Operational aspects of the use of IGRAs were as follows:

  • Cost of IGRAs was mentioned by four studies, which all stated that the assays are too expensive and that this is a limitation to their use.
  • Only one study addressed reproducibility of T-Spot by assessing inter-observer agreement; it showed excellent correlation. No other study mentioned the issue of test reproducibility.
  • Twelve studies reported on accepted transport times of samples to the laboratory, which were mainly less than 6 hours (i.e. within the limit accepted by the test manufacturers). One study accepted a transport time of 16 hours and another 24 hours. None reported on the impact of the transport times (i.e. delay between drawing the blood and initiating the IGRA test) and IGRA test results or performance.
  • No study reported on time-to-result for IGRAs.
  • Four studies reported on the impact of IGRAs on TB therapy. In two studies, IGRA results were reported to clinicians; one study did not discuss the consequences, and in the other study QFT-positive children and adolescents received preventive chemotherapy. The other two studies commented on the reduced number of patients that would require preventive therapy if IGRAs were part of the diagnostic algorithm.
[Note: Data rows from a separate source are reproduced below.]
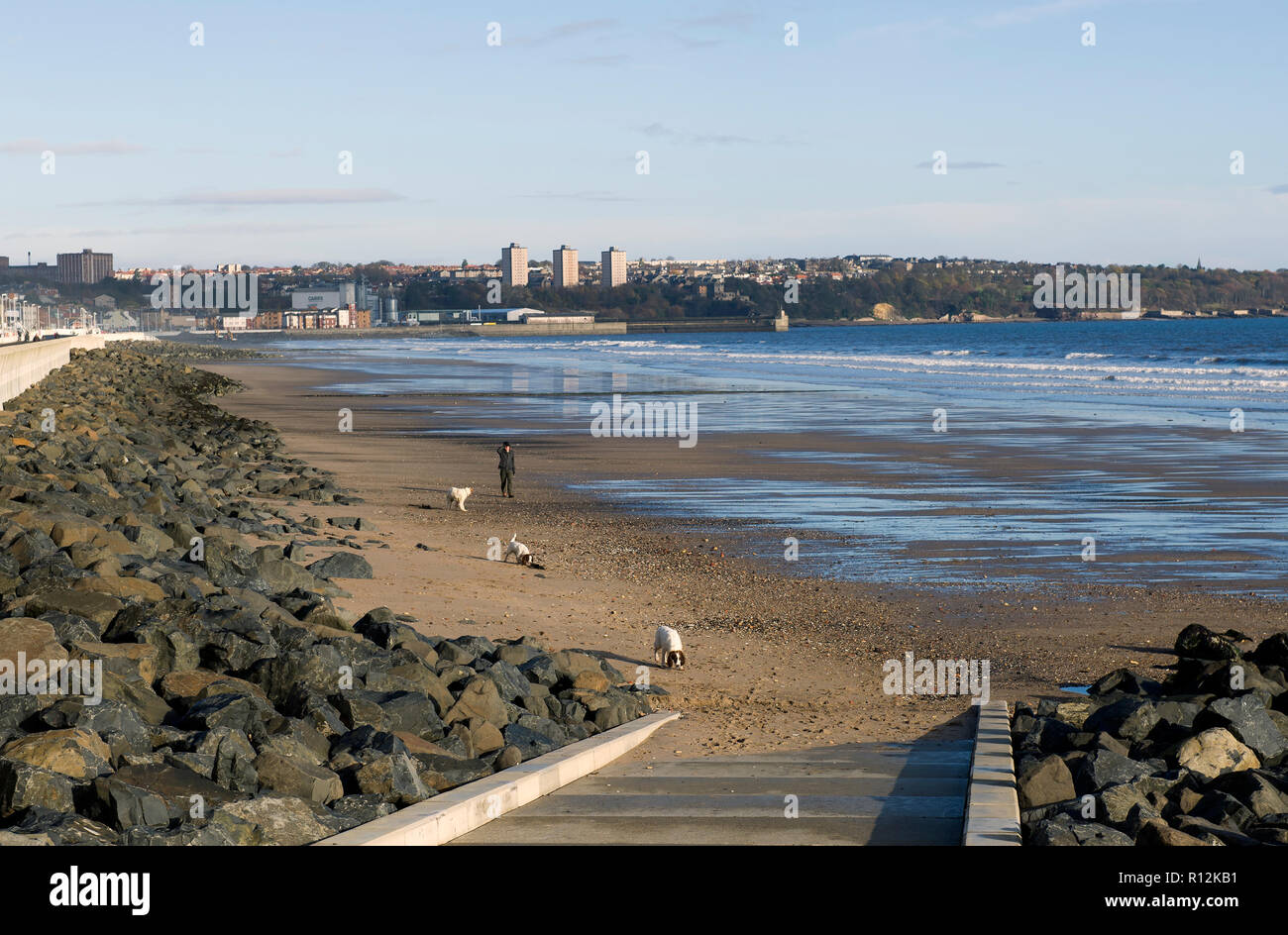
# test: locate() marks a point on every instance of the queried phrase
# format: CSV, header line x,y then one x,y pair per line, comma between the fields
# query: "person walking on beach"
x,y
506,468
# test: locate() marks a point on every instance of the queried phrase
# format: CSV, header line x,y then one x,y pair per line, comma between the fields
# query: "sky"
x,y
471,125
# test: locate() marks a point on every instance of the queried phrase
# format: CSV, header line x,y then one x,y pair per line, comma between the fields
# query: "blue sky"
x,y
167,153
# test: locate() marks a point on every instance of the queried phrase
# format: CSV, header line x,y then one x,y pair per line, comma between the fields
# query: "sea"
x,y
1122,453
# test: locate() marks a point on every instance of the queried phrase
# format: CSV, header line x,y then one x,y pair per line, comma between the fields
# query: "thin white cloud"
x,y
966,163
104,147
566,31
265,196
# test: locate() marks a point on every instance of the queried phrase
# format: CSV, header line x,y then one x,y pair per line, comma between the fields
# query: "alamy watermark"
x,y
81,677
651,419
223,291
936,676
1087,290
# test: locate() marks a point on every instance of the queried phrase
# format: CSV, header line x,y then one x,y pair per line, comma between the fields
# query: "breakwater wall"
x,y
26,364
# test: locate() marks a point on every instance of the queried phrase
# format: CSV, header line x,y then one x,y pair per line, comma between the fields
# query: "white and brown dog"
x,y
520,553
668,648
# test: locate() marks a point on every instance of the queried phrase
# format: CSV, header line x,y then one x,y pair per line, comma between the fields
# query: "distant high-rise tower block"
x,y
514,265
566,266
613,266
84,266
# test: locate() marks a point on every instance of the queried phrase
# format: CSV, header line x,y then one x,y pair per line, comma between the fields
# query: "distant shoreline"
x,y
679,326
  • The following aspects related to the feasibility of IGRAs were highlighted:
    • blood amounts required may be an issue; however, tests were performed with less than 2 mL of blood (T-Spot) in some studies;
    • a strong interferon response in negative control tubes (high background results) in QFT may reflect the influence of other coincident diseases;
    • standardization and generation of automated, quantitative results should render IGRAs more objective than the TST; and
    • a well-equipped laboratory, expensive equipment and training are required for IGRA test performance, which may cause logistical problems.
Research priorities

Targeted further research to identify IGRAs with improved accuracy is strongly encouraged. Such research should be based on adequate study design, including quality principles such as representative suspect populations, prospective follow-up, and adequate and explicit blinding. It is also strongly recommended that proof-of-principle studies be followed by evidence produced from prospectively implemented and well-designed evaluation and demonstration studies, including assessment of patient impact.